# 2010 Entry: The id



## Francis Xavier (Mar 7, 2009)

Front View:










Accent Photos:




























The inspiration for this tank originally came from my attempt to carry over basic driftwood principles into Iwagumi. As a result of this it strays from being a 'traditional' stone layout (most of the stones used could qualify as main stones in their own right), but saves the vital attributes in consistency of rock type, rock selection, and minimal application of plants. One of the most common critiques I hear about Iwagumi is that it is boring from the 'look-a-like' syndrome. This is an attempt to displace these common complaints by allowing the plants to be more "wild" in their application. So you could say that there is more 'wabi-sabi' influence in the tank than would be normal for this style.

Although difficult to see in the photos of that size, as I trimmed back hair grass, I intentionally looked for single pieces that for whatever reason had developed unique characteristics in their growth. These could be traits such as bends or curves that would cause the hair grass to grow in horizontally instead of vertically after a certain point. I would then seperate them, root and all from the main plant and place them towards the front of the tank in certain areas to purposefully implement "flaws" in the carpet that would both act to ease the transition from HC to HG and help offset the perceived "struggle for dominance" taking place from the use of four main stones. In person, the interaction of the fauna with small touches like this ends up bringing the eye to new (and often unintentional) traits of the tank. Even as the designer of this aquascape, I often find myself surprised to find some new little quark in the setup that would be impossible to see without the interaction of the fauna and the various hard and soft scape elements.

Maintenance:

Daily trimming and general algae hand-removal about 10-15 minutes.

Specs:
ADA Mini L - ~9 gallons
36w 8,000k lighting
Pressurized Co2
Substrate: Aquasoil Amazonia II

Flora:
Eleocharis Parvula (dwarf hairgrass)
HC

Unintentionally, UG and mini microsword that were originally going to be used in the aquascape, but removed and continually pop up at random everytime I think I've completely removed them.

Fauna:
Microrasboras Kubotai - their shade of green and clear nature makes it so they don't overpower the plant colors, yet are distinguishable enough to make an impact. As a side note, these guys are extremely fragile.

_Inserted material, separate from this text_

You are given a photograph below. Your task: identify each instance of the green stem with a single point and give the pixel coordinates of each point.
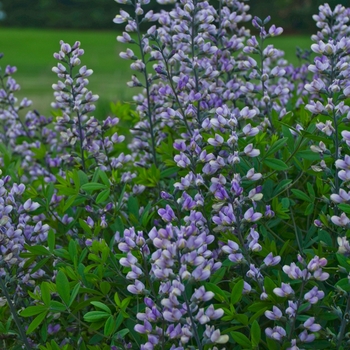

Neocardinia Japonica - I dislike algae.

Crystal Red Shrimp, S grade Japanese bloodline - these small guys are the 'jewels' of the aquascape. Although the camera settings don't give justice to their red color, they act as 'surprising' elements in the scape. Spending most of their time hidden in the thickets, they pop out to explore the rest of the layout creating an instant attraction to their activities.

Camera settings of note:

white balance: incandescent - this brings out the green of the plants, doesn't really color red very well though (as seen in CRS)

Photoshopping:

Resizing to fit competition standard.


----------



## Navarro (Feb 12, 2004)

Very nice work your tank looks clean and well maintained I am no expert when it comes to creating an iwagumi garden but I understand the importance of using odd numbers, using a main and support rock and it seems like you understand that very well and due to a change you decided to use your rocks in such different way.
Looking at the first picture I find the rocks too similar in size but you already know that other than that all I can say is a very nice clean cut design but the rock work could be better and by all means I don’t mean it in a disrespectful way work more on your hardscape the rest you already know it.
Originality 10	
Cleanliness 20 
Composition 10
Difficulty 15


----------



## Phil Edwards (Jan 22, 2004)

Originality 6
Cleanliness 15
Composition 17
Difficulty 10


----------



## orlando (Feb 14, 2007)

Beautiful rocks and healthy plants. 

Originality 11
Cleanliness 18
Composition 15
Difficulty 10


----------



## davemonkey (Mar 29, 2008)

Total Score

Originality - 27
Cleanliness - 53
Composition -42
Difficulty - 35

Members' Choice Points - 8

Total - 165


----------



## Seattle_Aquarist (Mar 7, 2008)

Hi Francis,

I think I saw that tank in the GSAS Home Show last month; it still looks great! Nice Effort!


----------



## SpyderSpy6 (Jun 29, 2010)

Awesome Tank!


----------



## fishyjoe24 (May 18, 2010)

very nice tank, two thumbs up. oh I also like how you would trim the dwarf hair grass and move it forward so there would be no baby tears vs hair grass. your tank gives me Ideals for a empty 5 gallon tank I have.


----------